The housing deficit in the country is in excess of about 1 million while average Ghanaians are forced to rely on rented houses and apartments which continue to rise in cost due to rapid urbanization and limited housing supply.
Mortgage financing, which is a major means for the average income earner to own his/her own house remains underdeveloped. Mortgages in Ghana are characterized by high interest rates, short repayment periods, and limited access for the average Ghanaian.
This makes monthly repayment unaffordable for most Ghanaians especially those in the low and middle incomes brackets.
This situation, the President of the Ghana Real Estate Developers Association (GREDA), Patrick Ebo Bonful believes is partly attributable to the lack of a secondary mortgage market in Ghana.
A secondary mortgage market is an arrangement that allows financial institutions to sell the home loans (mortgages) they have already given to people. With this market, the bank can sell a mortgage to another company or an investor to get back the money lent. The bank can then use the money to give more mortgages to other people.
The real estate developer says the lack of this kind of market in Ghana has significantly limited the ability of banks to provide affordable housing finance to the average Ghanaian. In the absence of a secondary mortgage market, financial institutions are forced to hold onto mortgages for the entire loan term. This, Patrick Ebo Bonful says ties up the bank’s capital for years hence limiting its capacity to issue new mortgages to other people.

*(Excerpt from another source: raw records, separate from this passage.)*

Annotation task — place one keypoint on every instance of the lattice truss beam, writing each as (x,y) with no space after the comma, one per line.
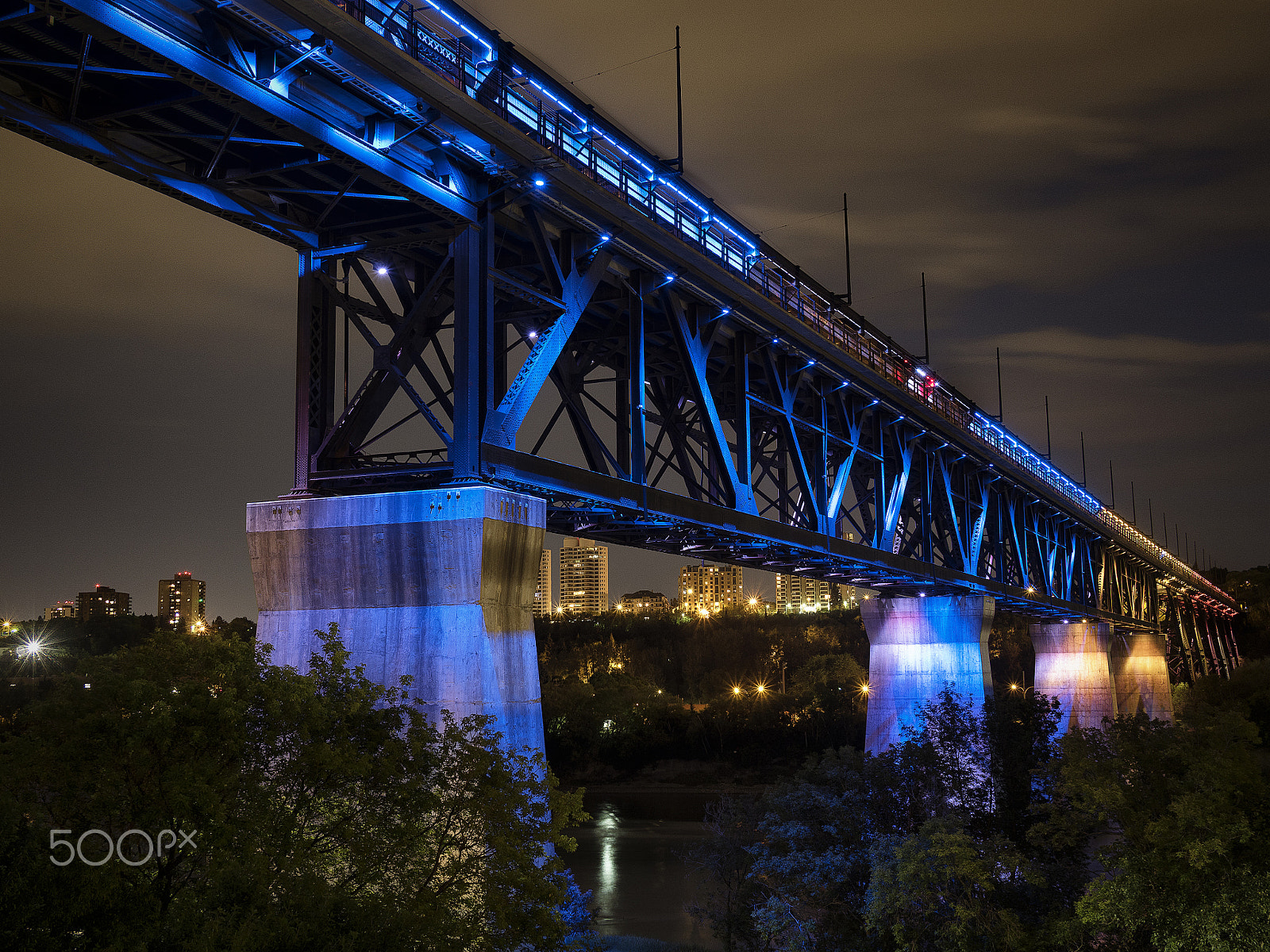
(455,323)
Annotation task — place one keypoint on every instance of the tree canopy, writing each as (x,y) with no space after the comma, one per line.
(325,812)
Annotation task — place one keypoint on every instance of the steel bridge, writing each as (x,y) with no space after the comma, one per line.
(498,285)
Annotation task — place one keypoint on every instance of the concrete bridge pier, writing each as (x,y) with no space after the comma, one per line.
(435,583)
(1072,666)
(918,645)
(1141,674)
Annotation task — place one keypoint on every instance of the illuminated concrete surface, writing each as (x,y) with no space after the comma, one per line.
(918,645)
(1072,666)
(1141,676)
(436,584)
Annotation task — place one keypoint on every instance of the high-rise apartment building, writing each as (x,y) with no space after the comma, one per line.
(543,594)
(645,603)
(103,602)
(182,602)
(709,589)
(583,578)
(799,593)
(60,609)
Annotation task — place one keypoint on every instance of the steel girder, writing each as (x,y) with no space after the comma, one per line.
(1200,638)
(552,340)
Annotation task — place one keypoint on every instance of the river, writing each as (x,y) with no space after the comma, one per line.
(632,857)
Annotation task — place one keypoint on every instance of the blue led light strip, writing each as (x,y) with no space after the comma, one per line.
(539,108)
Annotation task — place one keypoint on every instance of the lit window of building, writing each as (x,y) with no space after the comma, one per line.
(183,602)
(709,589)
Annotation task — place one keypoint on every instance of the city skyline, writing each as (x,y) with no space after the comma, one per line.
(1103,224)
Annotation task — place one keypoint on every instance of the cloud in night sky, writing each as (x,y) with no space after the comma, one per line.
(1083,184)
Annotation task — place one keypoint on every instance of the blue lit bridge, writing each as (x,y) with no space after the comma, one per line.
(514,315)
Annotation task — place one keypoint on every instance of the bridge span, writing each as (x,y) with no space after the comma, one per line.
(512,317)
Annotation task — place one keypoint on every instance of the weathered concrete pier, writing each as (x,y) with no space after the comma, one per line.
(435,584)
(918,647)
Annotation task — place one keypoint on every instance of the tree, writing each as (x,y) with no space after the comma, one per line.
(1181,812)
(327,812)
(944,889)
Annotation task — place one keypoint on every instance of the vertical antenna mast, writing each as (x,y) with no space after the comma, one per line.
(846,236)
(1001,413)
(1049,448)
(679,99)
(926,333)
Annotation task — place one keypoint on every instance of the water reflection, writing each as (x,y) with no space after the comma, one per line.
(630,856)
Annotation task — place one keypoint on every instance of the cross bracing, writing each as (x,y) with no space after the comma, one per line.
(498,285)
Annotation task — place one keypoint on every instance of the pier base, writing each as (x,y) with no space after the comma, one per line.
(1141,674)
(918,645)
(1072,666)
(436,584)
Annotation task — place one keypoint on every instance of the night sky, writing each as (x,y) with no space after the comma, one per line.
(1085,184)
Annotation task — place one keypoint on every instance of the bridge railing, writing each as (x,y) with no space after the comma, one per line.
(438,38)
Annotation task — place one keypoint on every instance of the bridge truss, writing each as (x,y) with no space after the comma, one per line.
(497,285)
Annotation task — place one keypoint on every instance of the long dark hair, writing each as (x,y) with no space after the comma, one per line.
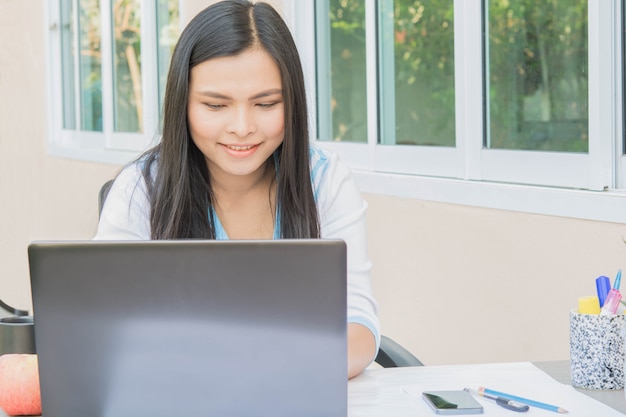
(175,171)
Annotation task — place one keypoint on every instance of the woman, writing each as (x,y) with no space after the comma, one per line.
(235,162)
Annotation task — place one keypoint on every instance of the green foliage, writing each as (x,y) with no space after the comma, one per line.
(537,66)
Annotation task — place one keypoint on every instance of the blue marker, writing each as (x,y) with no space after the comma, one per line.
(603,286)
(612,300)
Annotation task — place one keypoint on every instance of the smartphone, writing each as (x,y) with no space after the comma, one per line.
(452,402)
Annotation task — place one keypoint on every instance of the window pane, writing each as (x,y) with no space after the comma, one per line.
(342,103)
(168,27)
(127,86)
(537,75)
(80,50)
(417,66)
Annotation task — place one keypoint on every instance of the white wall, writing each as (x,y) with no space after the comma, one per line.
(455,284)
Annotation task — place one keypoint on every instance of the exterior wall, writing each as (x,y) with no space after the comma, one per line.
(455,284)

This limits the number of people who can access mortgages hence resulting in home financing becoming scarce, expensive, and mostly accessed by high-income earners pushing out the average Ghanaian.
Given this situation, the President of GREDA is championing a campaign for the introduction of policies and laws to develop mortgage financing in the country to establish such a secondary market.
“There should be the implementation of new policies and new regulations to engender finding other financing options that are available on the market,” Patrick Ebo Bonful maintained.
He explained that: “We don’t even have a secondary mortgage market in this country. When banks write mortgages, they don’t have anywhere that they can offload the books of the mortgages that they have written, they have to sit with it. If it is a mortgage of ten years or twenty years, they must sit with it for ten years. However, if you have a secondary market, what they can do is sell off to the secondary market, recoup their money, come back to the primary market, and provide more mortgage financing for everyone.”
“We need this kind of cycle to work and we need a proper and strong regulatory framework to help us achieve that,” he added.